И вот они вдвоем смотрят на меня и при мне ж совещаются.
Командир говорит:
— Мы идем по своим военным делам. Тебе с нами нельзя. Мы можем каждую секунду встрять в бой. У нас патронов мало, мы постоянно жизнью рискуем. Но с другой стороны — мы тебя бросить тоже права не имеем. Я тебе все словами говорю, чтобы ты понял. Тебе сколько лет?
— Тринадцать.
— А я думал, лет десять. — Младший лейтенант поправил полевую сумку и посмотрел на своего товарища, — ну что, раз такое дело, то значит, ты не такой уже и ребенок. Сам как думаешь? Ребенок или нет?
— Не.
Я постарался сказать твердо, но предательски заплакал. Упал на землю без сил и без мыслей на свой счет — что дальше будет, бросят меня или возьмут с собой, мне без разницы. Лишь бы лежать на мягкой мокрой земле, на сосновых иголках, и плакать, и плакать. Между прочим, в первый раз за долгий путь одиноких испытаний.
Военные стояли надо мной в молчании. Никто меня по голове не погладил. Ждали.
Я перестал и поднял лицо вверх. И увидел, что военные руками вытирают безмолвные слезы со своих лиц.
Я им сказал:
— Я Василь Зайченко с Остра. Возьмите меня с собой. Потом, если я вам надоем, убьете. У вас винтовки, у вас пули. Только не бросайте.
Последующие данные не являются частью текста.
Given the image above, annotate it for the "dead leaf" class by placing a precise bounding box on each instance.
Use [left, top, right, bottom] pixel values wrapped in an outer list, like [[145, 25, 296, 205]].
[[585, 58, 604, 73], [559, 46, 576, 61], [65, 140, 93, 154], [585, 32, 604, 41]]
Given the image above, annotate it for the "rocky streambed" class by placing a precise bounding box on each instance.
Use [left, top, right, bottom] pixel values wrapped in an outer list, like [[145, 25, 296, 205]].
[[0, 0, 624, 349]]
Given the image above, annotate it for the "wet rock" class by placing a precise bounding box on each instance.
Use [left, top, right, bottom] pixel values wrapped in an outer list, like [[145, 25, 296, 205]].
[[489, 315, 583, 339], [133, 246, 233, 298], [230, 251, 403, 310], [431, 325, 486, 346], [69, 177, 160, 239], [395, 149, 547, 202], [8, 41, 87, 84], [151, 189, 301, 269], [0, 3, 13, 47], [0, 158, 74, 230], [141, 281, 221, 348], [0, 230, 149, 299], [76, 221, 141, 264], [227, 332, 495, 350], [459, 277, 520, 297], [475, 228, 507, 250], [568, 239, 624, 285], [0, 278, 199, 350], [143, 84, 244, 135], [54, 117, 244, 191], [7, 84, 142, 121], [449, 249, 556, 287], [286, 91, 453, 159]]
Военные взяли меня с собой. И мы пошли. Командир впереди, я за ним, солдат за мной.
Все в один голос молчали. Экономили силы, какие оставались. Я не спрашивал — куда идем.
Только раз заикнулся. И то не по поводу направления, а чтоб показать свое развитие:
— Если надо в разведку — вы меня пошлите. Я по-немецкому понимаю.
Они переглянулись, но оставили без внимания.
Шли долго. В основном — в темноте. Большие села обходили.
Ели, что находили. Ко всему, не было огня, так что и картошку, и буряк грызли сырыми, отчего потом происходили инциденты. Но ничего.
Черноватый солдат плохо говорил по-русски, а старший по званию — чисто. Акал. Меня не расспрашивали. Хоть я не раз порывался изложить приготовленную историю.
Обращались друг к другу: «товарищ красноармеец», «товарищ младший лейтенант». Ко мне: «мальчик». Но это в крайнем случае. А в не крайнем — молчание.
Неопытность со всех сторон. Взять хоть бы огонь. Как-то ж можно было исхитриться. Взрослые ж люди. Нет. К тому же некурящие. А курильщики б не выдержали. Хоть с неба, а огня достали б.
Наконец, поели по-людски. И картошку, и яйца, и даже хлеб с корочкой — толстой, коричневой. Это было в последний раз за войну, чтоб с корочкой, притом коричневой. Потом была корка только черная, и не корка, а сухая грязюка. Мешали муку с черт знает чем. Для размера.
Мы ели на хуторе. Оказалось, что сделали круг относительно моего маршрута. Пришли поблизости к Остру. Недалеко от Ляховичей.
Нас кормил старик Опанас.
Особо спросил меня, кто я такой. Я ответил, что Зайченко. Только про Остёр не заикнулся. Зайченко и Зайченко. Отстал от эвакуации.
Дед кивнул в сторону чернявого солдата:
— А той хто? Чорный та носатый? Тоже з эвакуации? — с иронией на свой манер.